A total of 1,410 testicular cancer survivors ≥6 months post-cisplatin-based chemotherapy completed comprehensive audiometric assessments (0.25-12 kHz) and detailed questionnaires of sociodemographic, clinical, and health behaviors. Audiometrically-defined hearing loss severity was defined using American Speech-Language-Hearing Association (ASHA) criteria. Multivariable multinomial logistic regression identified factors associated with discrepancies (overestimation and underestimation versus concordance), between patient-reported and audiometrically-defined hearing loss, and multivariable ordinal logistic regression evaluated factors associated with the hearing loss severity.
Overall, 34.8% of testicular cancer survivors self-reported hearing loss, while 77.8% had audiometrically-defined hearing loss. Among testicular cancer survivors without tinnitus, those with audiometrically-defined hearing loss at only extended high frequencies (10-12 kHz) (17.8%) or at both extended high frequencies and standard frequencies (0.25-8 kHz) (23.4%) were significantly more likely to self-report hearing loss than those with no audiometrically-defined hearing loss (8.1%) (OR 2.48, 95% CI 1.31-4.68 and OR 3.49, 95% CI 1.89-6.44, respectively):
Older age (OR 1.09; p < 0.0001), absence of prior noise exposure (OR 1.40; p = 0.02), and mixed/conductive hearing loss (OR 2.01; p = 0.0007) were associated with greater underestimation of audiometrically-defined hearing loss severity.
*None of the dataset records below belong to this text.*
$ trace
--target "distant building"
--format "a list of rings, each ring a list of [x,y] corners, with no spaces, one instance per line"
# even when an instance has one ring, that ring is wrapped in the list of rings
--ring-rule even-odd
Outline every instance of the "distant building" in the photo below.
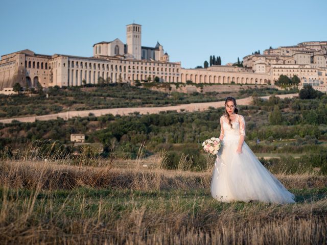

Hearing aid use (OR 0.18; p = 0.003) and higher education (p = 0.004) were associated with less underestimation of audiometrically-defined hearing loss severity, while tinnitus was associated with greater overestimation (p < 0.0001). Older age (OR 1.13; p < 0.0001), cumulative cisplatin dose (> 300 mg/m2, OR 1.47; p = 0.0001), and hypertension (OR 1.80; p = 0.0007) were associated with greater ASHA-defined hearing loss severity, whereas post-graduate education (OR 0.58; p = 0.005) was associated with less severe hearing loss.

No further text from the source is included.